Crescita o valore?

A cura di Didier Saint-Georges, Managing Director di di Carmignac

Che si parli di calze o azioni (socks or stocks), amo comprare buona qualità a sconto”. Questa fra­se, attribuita a Warren Buffett, spiega il concetto alla base dello stile d’investimento value, che consiste per l’appunto nel puntare su società sottovalutate che hanno buoni fondamentali. Da sempre la lette­ratura finanziaria ha corroborato questo messaggio, argomentando che, nel lungo termine, lo stile value sia destinato a sovraperformare il growth. Evidenze accademiche e empiriche sono state però messe decisamente in difficoltà dall’ultimo decennio di mercato, che vede lo stile growth superare il value praticamente senza interruzioni di sorta.

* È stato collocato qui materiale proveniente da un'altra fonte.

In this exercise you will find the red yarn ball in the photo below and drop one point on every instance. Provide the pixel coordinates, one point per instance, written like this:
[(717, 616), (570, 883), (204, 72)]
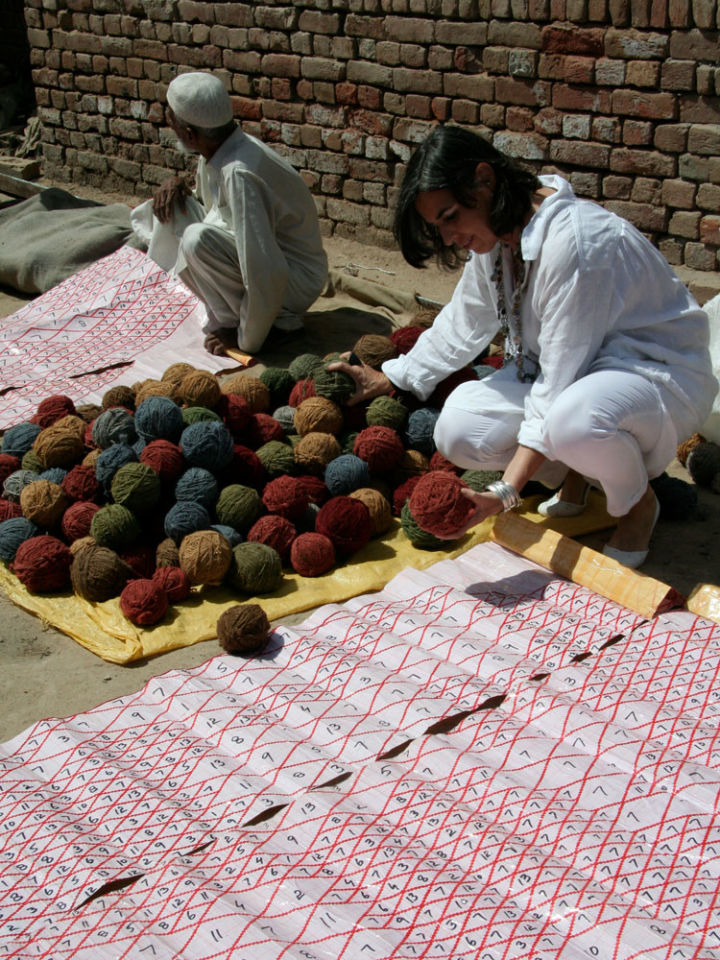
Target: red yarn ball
[(380, 447), (301, 391), (42, 564), (286, 496), (437, 504), (52, 409), (143, 602), (405, 338), (235, 411), (312, 554), (274, 531), (81, 483), (346, 522), (174, 581), (77, 518), (8, 509), (402, 493), (8, 464)]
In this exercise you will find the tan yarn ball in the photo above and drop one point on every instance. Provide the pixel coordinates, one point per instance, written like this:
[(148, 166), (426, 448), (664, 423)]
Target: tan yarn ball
[(44, 503), (318, 415), (167, 554), (154, 388), (685, 449), (205, 557), (56, 447), (315, 450), (200, 388), (253, 391), (120, 396), (176, 371), (374, 349), (379, 509)]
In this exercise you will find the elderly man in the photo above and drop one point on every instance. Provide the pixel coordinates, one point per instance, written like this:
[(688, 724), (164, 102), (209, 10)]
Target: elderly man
[(248, 242)]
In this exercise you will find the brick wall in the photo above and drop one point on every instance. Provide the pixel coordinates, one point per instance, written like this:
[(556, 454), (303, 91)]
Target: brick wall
[(619, 95)]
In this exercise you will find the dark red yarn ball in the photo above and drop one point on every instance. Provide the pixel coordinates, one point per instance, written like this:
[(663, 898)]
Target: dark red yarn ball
[(165, 458), (405, 338), (380, 447), (286, 496), (81, 483), (312, 554), (52, 409), (235, 411), (437, 504), (77, 518), (174, 581), (42, 564), (274, 531), (301, 391), (143, 602), (8, 464), (346, 522), (8, 509), (402, 493)]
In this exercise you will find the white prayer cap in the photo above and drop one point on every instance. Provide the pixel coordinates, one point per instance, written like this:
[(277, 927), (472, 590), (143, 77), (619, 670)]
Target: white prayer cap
[(200, 100)]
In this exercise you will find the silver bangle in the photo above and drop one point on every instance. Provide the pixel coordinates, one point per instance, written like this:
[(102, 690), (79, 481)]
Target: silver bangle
[(509, 497)]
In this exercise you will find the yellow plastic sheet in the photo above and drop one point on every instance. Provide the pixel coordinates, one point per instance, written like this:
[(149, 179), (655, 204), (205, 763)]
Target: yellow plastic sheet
[(102, 628)]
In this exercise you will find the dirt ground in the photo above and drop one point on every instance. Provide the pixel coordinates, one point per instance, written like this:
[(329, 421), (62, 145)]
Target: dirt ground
[(44, 673)]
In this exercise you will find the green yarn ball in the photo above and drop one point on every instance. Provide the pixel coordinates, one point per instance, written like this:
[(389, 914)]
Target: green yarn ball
[(238, 507), (277, 458), (304, 366), (335, 385), (136, 486), (386, 412), (416, 535), (255, 568), (114, 526)]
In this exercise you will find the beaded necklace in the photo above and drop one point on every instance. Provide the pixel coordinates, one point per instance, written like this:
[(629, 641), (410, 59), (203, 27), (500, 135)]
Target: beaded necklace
[(510, 323)]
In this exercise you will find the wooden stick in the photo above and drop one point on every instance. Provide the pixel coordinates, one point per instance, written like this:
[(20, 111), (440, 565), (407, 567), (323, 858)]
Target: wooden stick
[(585, 566)]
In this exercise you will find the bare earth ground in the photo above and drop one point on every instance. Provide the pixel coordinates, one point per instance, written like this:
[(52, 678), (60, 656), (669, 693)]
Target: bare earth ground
[(44, 673)]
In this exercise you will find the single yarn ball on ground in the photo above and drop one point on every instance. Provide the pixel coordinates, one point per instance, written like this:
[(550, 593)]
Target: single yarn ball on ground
[(438, 505), (143, 602), (42, 564), (243, 628)]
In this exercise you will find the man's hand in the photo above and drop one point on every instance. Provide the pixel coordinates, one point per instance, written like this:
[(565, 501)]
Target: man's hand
[(369, 383), (171, 191)]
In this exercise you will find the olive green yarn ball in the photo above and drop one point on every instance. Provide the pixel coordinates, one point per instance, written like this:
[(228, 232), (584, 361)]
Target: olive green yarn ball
[(416, 535), (386, 412), (238, 506), (136, 486), (255, 568), (114, 526), (277, 458)]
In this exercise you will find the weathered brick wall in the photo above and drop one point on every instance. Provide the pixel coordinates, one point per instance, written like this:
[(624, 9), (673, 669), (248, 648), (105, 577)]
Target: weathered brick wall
[(620, 95)]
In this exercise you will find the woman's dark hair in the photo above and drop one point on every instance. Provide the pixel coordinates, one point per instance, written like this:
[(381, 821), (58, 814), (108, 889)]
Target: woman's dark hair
[(447, 159)]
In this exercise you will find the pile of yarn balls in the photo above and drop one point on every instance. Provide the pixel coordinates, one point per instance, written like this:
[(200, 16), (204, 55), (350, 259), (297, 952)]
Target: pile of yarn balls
[(196, 481)]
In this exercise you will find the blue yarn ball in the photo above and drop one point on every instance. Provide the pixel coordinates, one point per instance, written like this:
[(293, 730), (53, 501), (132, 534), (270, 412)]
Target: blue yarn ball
[(420, 428), (230, 533), (13, 532), (17, 440), (345, 474), (207, 444), (116, 425), (54, 475), (198, 485), (16, 481), (159, 418), (185, 517), (110, 461)]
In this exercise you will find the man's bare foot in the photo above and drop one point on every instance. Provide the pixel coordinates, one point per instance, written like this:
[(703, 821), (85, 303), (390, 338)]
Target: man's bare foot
[(219, 340), (634, 530)]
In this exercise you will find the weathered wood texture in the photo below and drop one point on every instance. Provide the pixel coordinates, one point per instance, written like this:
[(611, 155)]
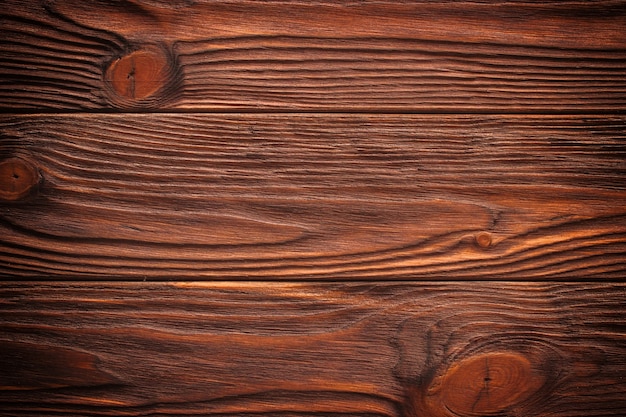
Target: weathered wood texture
[(292, 349), (324, 55), (313, 196)]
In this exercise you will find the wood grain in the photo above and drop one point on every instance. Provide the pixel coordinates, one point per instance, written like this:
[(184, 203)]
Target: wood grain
[(394, 56), (304, 196), (293, 349)]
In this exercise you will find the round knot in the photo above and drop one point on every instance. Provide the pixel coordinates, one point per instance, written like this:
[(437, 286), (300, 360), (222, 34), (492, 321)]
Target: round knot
[(18, 179), (483, 239), (485, 384), (140, 75)]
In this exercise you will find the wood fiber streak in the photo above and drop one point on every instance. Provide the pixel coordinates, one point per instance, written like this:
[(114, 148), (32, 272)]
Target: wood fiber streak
[(325, 56), (293, 349), (316, 197)]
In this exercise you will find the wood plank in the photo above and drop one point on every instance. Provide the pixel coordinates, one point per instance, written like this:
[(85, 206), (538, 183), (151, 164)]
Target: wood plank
[(293, 349), (500, 56), (305, 196)]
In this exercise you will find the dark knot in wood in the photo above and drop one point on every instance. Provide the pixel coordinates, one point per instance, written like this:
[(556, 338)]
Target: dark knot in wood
[(18, 179), (141, 75), (480, 385), (483, 239)]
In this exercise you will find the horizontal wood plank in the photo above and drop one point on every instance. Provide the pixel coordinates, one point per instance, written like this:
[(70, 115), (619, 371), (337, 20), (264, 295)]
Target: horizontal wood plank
[(545, 56), (304, 196), (293, 349)]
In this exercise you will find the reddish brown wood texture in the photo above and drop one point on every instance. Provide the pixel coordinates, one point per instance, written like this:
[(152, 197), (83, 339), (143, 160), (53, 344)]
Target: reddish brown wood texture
[(403, 152), (400, 56), (317, 196), (293, 349)]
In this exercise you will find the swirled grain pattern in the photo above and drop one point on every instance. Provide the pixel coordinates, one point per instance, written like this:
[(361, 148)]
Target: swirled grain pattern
[(365, 56), (317, 197), (294, 349)]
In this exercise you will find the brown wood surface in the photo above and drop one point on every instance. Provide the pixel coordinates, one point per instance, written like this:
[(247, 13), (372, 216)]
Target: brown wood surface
[(293, 349), (374, 208), (401, 56), (314, 196)]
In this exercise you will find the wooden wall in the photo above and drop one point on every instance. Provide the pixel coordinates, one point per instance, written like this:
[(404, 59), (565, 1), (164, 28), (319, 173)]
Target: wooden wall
[(326, 208)]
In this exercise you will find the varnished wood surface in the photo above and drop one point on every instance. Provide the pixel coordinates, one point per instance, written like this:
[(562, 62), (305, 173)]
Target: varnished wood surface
[(315, 196), (293, 349), (395, 56)]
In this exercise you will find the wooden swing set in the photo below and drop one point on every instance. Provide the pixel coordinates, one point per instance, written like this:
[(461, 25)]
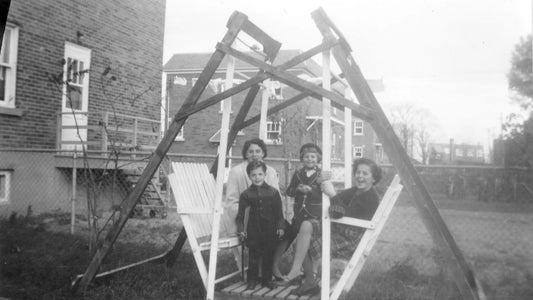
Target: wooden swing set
[(199, 195)]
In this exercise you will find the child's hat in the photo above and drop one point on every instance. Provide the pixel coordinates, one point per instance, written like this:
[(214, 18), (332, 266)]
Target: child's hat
[(310, 147)]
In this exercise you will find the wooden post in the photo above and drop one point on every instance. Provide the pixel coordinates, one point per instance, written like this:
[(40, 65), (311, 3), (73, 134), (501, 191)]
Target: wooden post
[(455, 261), (104, 133), (264, 108), (348, 141), (218, 210), (326, 165), (73, 201), (234, 26)]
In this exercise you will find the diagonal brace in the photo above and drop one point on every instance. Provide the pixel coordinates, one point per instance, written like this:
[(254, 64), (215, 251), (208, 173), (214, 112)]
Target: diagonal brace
[(298, 83)]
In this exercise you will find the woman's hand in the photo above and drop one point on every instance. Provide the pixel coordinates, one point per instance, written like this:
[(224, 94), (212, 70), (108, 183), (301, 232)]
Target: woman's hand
[(328, 188), (326, 175), (303, 188), (241, 235)]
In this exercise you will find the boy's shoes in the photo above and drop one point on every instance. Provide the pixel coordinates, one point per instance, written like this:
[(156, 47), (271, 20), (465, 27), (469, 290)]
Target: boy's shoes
[(268, 284), (305, 289), (286, 281), (252, 284)]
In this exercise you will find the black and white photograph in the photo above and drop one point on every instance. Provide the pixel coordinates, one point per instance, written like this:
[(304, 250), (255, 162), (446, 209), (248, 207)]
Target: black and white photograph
[(245, 149)]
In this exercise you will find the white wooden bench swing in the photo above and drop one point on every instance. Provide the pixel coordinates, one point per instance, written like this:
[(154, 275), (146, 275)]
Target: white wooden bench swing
[(199, 194)]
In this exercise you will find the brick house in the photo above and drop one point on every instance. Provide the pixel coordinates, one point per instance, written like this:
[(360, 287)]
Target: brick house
[(68, 65), (452, 153), (286, 130)]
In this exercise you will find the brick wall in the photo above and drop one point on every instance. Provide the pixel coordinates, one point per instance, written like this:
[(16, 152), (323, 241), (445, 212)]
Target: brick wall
[(202, 125), (126, 35)]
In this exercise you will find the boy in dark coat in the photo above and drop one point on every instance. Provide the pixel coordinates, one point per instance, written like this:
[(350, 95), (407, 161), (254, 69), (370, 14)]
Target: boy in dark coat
[(265, 224)]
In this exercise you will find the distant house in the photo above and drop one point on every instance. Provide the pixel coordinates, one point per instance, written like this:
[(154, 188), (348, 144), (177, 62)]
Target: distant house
[(73, 72), (451, 153), (286, 131)]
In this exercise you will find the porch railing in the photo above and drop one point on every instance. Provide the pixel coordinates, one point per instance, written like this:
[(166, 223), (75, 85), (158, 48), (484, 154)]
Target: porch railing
[(111, 131)]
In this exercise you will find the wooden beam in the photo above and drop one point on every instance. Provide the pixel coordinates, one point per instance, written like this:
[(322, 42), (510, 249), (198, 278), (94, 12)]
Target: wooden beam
[(234, 26), (252, 93), (250, 82), (173, 254), (461, 273), (288, 103), (298, 83)]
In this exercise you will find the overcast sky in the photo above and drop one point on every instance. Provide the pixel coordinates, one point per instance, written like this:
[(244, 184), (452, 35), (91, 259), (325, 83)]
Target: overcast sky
[(451, 57)]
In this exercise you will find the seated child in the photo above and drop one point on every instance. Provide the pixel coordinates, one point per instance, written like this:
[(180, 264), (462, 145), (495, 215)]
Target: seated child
[(305, 187), (265, 224)]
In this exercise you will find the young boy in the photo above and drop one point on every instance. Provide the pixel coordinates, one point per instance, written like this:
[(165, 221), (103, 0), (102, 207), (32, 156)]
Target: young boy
[(265, 224)]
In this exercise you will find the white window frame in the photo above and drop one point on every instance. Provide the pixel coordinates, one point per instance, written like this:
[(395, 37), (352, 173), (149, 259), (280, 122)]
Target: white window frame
[(273, 127), (358, 127), (79, 77), (180, 137), (357, 152), (4, 199), (10, 65)]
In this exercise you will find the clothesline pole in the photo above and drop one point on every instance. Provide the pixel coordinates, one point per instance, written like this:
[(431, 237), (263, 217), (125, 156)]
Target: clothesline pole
[(326, 165), (264, 108), (219, 183), (348, 141)]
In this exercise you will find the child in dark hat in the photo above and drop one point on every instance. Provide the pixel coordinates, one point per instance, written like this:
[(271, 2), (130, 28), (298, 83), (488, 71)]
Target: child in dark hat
[(265, 224)]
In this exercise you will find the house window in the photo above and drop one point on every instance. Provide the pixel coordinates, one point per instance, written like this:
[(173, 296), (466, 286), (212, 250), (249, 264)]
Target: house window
[(180, 80), (276, 90), (273, 132), (5, 183), (8, 63), (358, 127), (179, 137), (76, 70), (357, 151)]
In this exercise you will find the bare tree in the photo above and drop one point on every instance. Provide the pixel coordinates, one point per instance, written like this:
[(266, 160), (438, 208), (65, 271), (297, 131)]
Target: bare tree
[(414, 127)]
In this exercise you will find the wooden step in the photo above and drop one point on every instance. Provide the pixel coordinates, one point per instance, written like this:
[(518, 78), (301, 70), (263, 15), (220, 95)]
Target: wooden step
[(238, 291)]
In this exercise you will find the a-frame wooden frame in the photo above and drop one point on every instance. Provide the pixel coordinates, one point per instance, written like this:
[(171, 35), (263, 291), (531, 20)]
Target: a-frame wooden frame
[(368, 110)]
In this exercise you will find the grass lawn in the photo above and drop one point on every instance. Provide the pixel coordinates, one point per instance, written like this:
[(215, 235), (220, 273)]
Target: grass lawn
[(39, 258)]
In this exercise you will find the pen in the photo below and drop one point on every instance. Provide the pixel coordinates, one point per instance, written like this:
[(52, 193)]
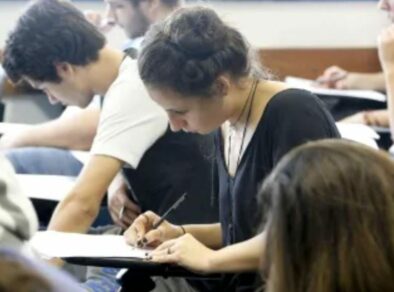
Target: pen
[(165, 215)]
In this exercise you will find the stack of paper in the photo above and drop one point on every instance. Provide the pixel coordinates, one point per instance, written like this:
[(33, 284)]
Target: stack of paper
[(360, 133), (46, 187), (52, 244), (357, 94)]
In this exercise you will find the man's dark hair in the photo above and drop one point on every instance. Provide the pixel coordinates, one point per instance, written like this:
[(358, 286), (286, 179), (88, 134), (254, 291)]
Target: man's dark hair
[(50, 32)]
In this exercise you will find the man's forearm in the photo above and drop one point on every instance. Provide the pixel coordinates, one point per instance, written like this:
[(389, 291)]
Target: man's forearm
[(240, 257), (78, 210), (208, 234), (73, 215)]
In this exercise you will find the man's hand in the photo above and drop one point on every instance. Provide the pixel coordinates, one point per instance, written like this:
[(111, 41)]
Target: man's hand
[(122, 210), (334, 77)]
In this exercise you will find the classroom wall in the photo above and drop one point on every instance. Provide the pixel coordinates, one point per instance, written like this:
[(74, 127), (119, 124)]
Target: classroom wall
[(272, 25)]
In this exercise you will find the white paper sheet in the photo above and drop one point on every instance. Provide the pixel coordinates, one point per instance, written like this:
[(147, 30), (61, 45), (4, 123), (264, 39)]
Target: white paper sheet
[(360, 133), (357, 94), (52, 244), (46, 187)]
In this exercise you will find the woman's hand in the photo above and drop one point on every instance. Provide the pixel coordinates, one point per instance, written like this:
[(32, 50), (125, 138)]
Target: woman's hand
[(141, 232), (185, 251)]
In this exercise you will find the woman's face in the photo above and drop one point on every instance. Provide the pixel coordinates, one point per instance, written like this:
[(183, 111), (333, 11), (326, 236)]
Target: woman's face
[(192, 114)]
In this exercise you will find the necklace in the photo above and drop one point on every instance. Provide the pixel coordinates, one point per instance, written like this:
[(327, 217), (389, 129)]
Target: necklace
[(248, 104)]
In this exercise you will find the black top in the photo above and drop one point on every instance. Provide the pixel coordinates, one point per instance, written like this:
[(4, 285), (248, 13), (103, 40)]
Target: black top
[(176, 163), (292, 117)]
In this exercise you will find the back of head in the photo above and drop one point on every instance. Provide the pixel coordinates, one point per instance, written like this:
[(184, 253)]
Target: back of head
[(50, 32), (189, 50), (331, 219), (167, 3)]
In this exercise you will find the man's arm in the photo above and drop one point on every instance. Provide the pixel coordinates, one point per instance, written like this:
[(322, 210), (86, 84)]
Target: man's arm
[(77, 211), (74, 130), (190, 253)]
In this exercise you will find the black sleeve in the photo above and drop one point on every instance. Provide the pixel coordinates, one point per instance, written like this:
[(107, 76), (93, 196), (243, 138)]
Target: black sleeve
[(296, 117)]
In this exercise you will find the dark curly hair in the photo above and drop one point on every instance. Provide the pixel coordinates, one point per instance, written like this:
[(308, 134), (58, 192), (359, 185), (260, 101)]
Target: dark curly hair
[(50, 31), (189, 50)]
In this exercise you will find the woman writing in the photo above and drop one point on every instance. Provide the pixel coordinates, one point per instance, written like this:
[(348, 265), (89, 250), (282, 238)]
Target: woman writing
[(201, 71)]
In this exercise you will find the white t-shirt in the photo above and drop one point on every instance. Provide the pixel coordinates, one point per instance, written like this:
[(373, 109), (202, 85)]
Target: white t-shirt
[(130, 122)]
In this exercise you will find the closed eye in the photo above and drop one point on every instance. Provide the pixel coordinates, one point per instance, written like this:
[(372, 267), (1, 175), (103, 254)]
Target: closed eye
[(177, 112)]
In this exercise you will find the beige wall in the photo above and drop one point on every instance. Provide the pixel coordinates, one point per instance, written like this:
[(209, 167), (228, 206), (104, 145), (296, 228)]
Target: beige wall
[(299, 24)]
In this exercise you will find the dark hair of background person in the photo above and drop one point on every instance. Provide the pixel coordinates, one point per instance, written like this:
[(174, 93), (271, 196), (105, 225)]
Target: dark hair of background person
[(16, 277), (188, 51), (50, 32), (331, 219), (168, 3)]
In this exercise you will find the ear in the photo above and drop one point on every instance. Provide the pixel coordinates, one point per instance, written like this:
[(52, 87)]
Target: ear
[(222, 86), (64, 70), (150, 8)]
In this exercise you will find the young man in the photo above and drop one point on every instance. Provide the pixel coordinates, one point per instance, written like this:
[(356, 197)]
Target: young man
[(51, 142), (70, 63), (336, 77)]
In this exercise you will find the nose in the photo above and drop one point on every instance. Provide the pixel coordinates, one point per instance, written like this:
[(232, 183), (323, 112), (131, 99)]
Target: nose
[(52, 99), (177, 123)]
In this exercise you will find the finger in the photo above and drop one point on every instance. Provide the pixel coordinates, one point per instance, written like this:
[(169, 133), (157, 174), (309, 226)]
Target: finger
[(131, 236), (141, 225), (155, 235), (130, 205), (165, 258), (128, 217), (163, 252), (121, 224), (166, 244)]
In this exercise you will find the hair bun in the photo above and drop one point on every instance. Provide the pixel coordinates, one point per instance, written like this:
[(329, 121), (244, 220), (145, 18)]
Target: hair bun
[(197, 33)]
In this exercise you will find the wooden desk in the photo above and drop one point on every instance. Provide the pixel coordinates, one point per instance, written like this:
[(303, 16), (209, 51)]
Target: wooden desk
[(310, 63)]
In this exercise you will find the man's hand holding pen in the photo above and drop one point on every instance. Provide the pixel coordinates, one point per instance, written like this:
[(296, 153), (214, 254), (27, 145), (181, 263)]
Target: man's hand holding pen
[(142, 234)]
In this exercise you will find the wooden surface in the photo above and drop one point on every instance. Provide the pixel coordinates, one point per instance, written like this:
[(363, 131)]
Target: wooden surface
[(310, 63)]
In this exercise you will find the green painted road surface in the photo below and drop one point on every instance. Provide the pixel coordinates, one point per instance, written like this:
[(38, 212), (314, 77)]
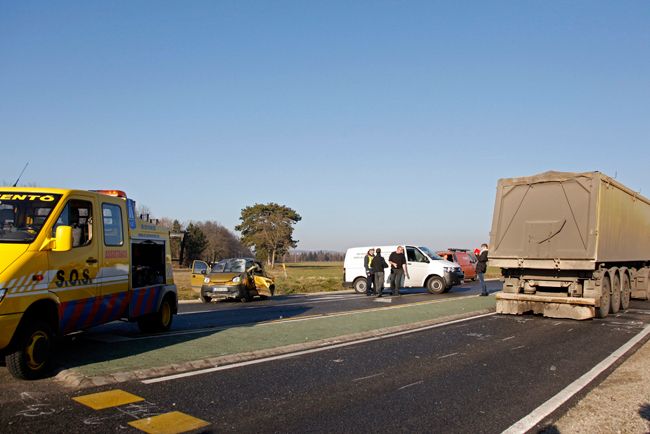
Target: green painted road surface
[(175, 352)]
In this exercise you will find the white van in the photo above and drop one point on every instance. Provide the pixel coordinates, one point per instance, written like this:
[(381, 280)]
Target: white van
[(426, 269)]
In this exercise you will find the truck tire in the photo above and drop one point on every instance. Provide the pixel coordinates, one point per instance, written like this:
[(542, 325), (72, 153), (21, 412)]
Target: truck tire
[(360, 285), (605, 297), (160, 321), (615, 303), (435, 285), (245, 295), (626, 291), (33, 351)]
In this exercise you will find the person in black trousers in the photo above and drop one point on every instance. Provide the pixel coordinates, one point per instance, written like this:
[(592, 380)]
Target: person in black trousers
[(367, 264), (481, 268), (398, 269), (378, 266)]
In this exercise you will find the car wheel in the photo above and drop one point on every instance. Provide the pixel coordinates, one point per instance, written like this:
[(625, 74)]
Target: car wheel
[(435, 285), (32, 357), (360, 285)]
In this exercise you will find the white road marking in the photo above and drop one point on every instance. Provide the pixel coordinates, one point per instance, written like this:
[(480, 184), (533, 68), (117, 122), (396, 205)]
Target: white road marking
[(369, 376), (537, 415), (304, 352), (448, 355), (411, 385)]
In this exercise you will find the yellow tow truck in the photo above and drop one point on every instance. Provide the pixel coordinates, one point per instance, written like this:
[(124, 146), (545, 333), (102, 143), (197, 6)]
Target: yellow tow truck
[(73, 259)]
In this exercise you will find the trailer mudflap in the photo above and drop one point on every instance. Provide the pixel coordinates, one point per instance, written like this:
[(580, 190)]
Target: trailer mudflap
[(552, 307)]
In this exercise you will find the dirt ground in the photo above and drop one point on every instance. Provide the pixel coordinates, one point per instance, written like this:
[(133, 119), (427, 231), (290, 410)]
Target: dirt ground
[(620, 404)]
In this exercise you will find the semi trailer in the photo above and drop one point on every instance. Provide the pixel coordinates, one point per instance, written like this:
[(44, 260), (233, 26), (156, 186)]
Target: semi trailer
[(570, 245)]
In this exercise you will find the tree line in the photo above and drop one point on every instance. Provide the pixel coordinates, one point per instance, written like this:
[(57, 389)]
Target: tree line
[(266, 233)]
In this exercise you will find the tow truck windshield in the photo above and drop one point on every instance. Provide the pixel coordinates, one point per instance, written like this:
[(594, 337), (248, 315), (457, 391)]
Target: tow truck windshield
[(22, 215)]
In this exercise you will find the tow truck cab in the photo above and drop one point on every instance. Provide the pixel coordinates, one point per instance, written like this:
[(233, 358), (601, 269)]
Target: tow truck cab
[(73, 259)]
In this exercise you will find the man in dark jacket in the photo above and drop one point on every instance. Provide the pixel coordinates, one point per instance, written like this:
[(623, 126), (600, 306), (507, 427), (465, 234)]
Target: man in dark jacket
[(481, 268), (378, 266), (398, 269), (367, 264)]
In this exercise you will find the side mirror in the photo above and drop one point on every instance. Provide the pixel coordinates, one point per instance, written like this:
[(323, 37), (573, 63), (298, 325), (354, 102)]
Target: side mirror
[(63, 239)]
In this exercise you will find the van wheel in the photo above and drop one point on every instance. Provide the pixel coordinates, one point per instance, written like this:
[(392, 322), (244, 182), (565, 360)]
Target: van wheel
[(603, 310), (32, 357), (360, 285), (160, 321), (435, 285)]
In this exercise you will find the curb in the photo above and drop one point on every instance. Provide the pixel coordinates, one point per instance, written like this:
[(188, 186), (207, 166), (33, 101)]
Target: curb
[(343, 291), (72, 379)]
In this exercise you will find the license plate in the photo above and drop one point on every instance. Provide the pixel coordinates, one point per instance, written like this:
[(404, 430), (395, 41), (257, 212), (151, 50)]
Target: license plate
[(220, 289)]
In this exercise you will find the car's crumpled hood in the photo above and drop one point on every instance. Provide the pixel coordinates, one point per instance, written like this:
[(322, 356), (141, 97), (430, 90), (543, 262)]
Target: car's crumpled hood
[(9, 253), (222, 277)]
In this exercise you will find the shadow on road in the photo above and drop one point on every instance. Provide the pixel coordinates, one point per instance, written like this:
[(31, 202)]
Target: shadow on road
[(120, 340)]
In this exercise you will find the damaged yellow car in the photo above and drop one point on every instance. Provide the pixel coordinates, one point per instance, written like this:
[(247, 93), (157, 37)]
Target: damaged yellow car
[(237, 278)]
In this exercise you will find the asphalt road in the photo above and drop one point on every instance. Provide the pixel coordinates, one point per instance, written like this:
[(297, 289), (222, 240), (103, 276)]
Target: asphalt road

Molti operatori a questo proposito osservano che la sottoperformance del value abbia raggiunto ormai livelli estremi. Può essere quindi un’opportunità nel breve/medio termine? Innanzitutto, è indubbio che la rivoluzione tecnologica e le profonde modifiche intervenute nel modello di sviluppo cinese abbiano favorito nettamente il comparto a più alta crescita (tecnologia e consumi discrezionali in particola­re), giustificando in buona parte un cambiamento strutturale. Inoltre, in uno scenario di rendimenti in discesa lo stile growth è ancora naturalmente favorito, in quanto gli utili futuri, previsti in grande ascesa, vengono scontati ad un tasso più basso.

D’altro canto, in questo momento i mercati hanno prezzato molte delle aspettative sulle prossime mosse della Fed e ulteriori movimenti al ribasso nei rendimenti del Treasury non sono garantiti; in aggiunta a questo, c’è da tener conto delle valuta­zioni: un P/E del growth di 22 (indice Russell 2000 Growth) corrisponde al livello più elevato degli ul­timi 15 anni, mentre per il value le valutazioni sono solo moderatamente al di sopra della media storica.

In sintesi, in termini fondamentali le condizioni per una rotazione ci sono, ma ciò che veramente manca è un fattore capace di innescare il processo, come ad esempio un rimbalzo della crescita econo­mica (ma attenzione alle conseguenze sulle attese della Fed!) e/o il ritorno ad una curva obbligaziona­ria maggiormente ripida. Peraltro questa rotazione potrebbe dare nuova linfa al rally azionario: il livello di valutazioni del growth come detto non lascia immaginare grande spazio per ulteriori rialzi; al con­trario alcuni segmenti di mercato tipicamente value (industriali, finanziari, materie prime), in un contesto economico più favorevole, avrebbero ancora un ottimo potenziale.